The company’s financial performance so far this year has been robust. In the first quarter, its after-tax adjusted operating income zoomed nearly 42% from the prior year, while its operating return on average equity jumped 480 basis points to 16.2%. The company realized record-high earnings in retirement segment and achieved a 22% increase in U.S. Individual Life earnings amid initial contribution from in-force business acquired from Hartford Financial Services Group Inc (NYSE:HIG). Continued growth in these segments is expected. The company sees defined benefit risk transfer as an emerging market for its organic business growth, as private sector defined benefit plan assets top $2.2 trillion.
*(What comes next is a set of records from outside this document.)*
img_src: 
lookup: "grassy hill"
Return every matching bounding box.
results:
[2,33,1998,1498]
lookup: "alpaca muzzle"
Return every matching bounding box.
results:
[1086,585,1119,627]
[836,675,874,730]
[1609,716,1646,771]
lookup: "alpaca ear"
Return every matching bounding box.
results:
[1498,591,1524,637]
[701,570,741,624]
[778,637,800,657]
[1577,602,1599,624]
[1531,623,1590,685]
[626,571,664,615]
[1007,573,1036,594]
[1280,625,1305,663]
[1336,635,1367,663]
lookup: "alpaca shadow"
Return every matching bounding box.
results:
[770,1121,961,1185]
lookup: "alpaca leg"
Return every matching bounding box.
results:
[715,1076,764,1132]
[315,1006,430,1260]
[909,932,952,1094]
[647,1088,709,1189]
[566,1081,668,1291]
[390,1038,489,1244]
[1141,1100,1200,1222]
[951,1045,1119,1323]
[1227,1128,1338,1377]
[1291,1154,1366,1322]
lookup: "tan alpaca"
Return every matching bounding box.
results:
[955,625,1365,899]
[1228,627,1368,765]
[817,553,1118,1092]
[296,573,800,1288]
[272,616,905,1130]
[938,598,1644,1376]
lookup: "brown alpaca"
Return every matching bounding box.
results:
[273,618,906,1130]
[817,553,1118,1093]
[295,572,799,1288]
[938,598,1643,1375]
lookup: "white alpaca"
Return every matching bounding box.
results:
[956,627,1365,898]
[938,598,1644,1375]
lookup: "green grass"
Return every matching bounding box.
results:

Prudential Financial Inc (NYSE:PRU) offers a dividend yield of 2.4% on a payout ratio of only 19%. The expected EPS CAGR of 12.5% for the next five years coupled with this low payout ratio suggests high potential for further dividend growth in the future. Prudential Financial Inc (NYSE:PRU) is trading at a 20% discount to its book value and a 33% discount to its industry, based on the price-to-book ratios.
Protective Life
Protective Life Corp. (NYSE:PL) has also pursued the acquisition path. In April, the company struck a deal to acquire MONY Life Insurance Company from Europe’s second largest insurer, AXA SA, for $1.06 billion. The acquisition will expand Protective Life Corp. (NYSE:PL)’s life insurance portfolio and will be accretive to earnings starting this year. Protective Life Corp. (NYSE:PL) suspended share repurchases for 2013 due to MONY Life Insurance Company acquisition.
The company has been adjusting its product mix to boost margins and profitability. The insurer’s actual operating performance exceeded plans in each of the past three years. In its latest earnings report for the first quarter, the company reported “higher life sales, moderation in variable annuity sales, solid performance in the investment portfolio, and continued robust spreads in the stable value segment.” It saw a continued expansion in account balances in its annuities segment, with balances up 18% from the prior year. Life marketing sales were especially robust and 24% above plan. The latest acquisition looks likely to help the insurer surpass its financial performance plan presented earlier this year, which saw operating EPS almost flat compared to the actual operating EPS from the year earlier and 2014 operating EPS up 10.5% from 2013.
Protective Life Corp. (NYSE:PL) pays a dividend yield of 2.1% on a payout ratio of 21% of the current-year EPS estimate. Given its low payout ratio and the forecast EPS CAGR of 8% for the next five years, it may be concluded that dividends have room to grow in the future. The stock is trading at a 30% discount to book value. While the stock does not have the strongest underlying EPS growth trend, its recent acquisition makes it better positioned for long-term growth.
Symetra Financial
Symetra Financial Corporation (NYSE:SYA), which sells group health, retirement and life insurance, and employee benefits, has nearly six decades of operating history. It is also known as an insurer in which Warren Buffett’s Berkshire Hathaway Inc. (NYSE:BRK.B)-controlled entities hold sizable stakes; see what companies Buffett loves. Retirement, benefits, and individual life account for 56%, 26%, and 18% of its pretax adjusted operating income. In its portfolio valued at $27.4 billion at the end of the March quarter, the share of products with fixed maturities stood at 85.2%.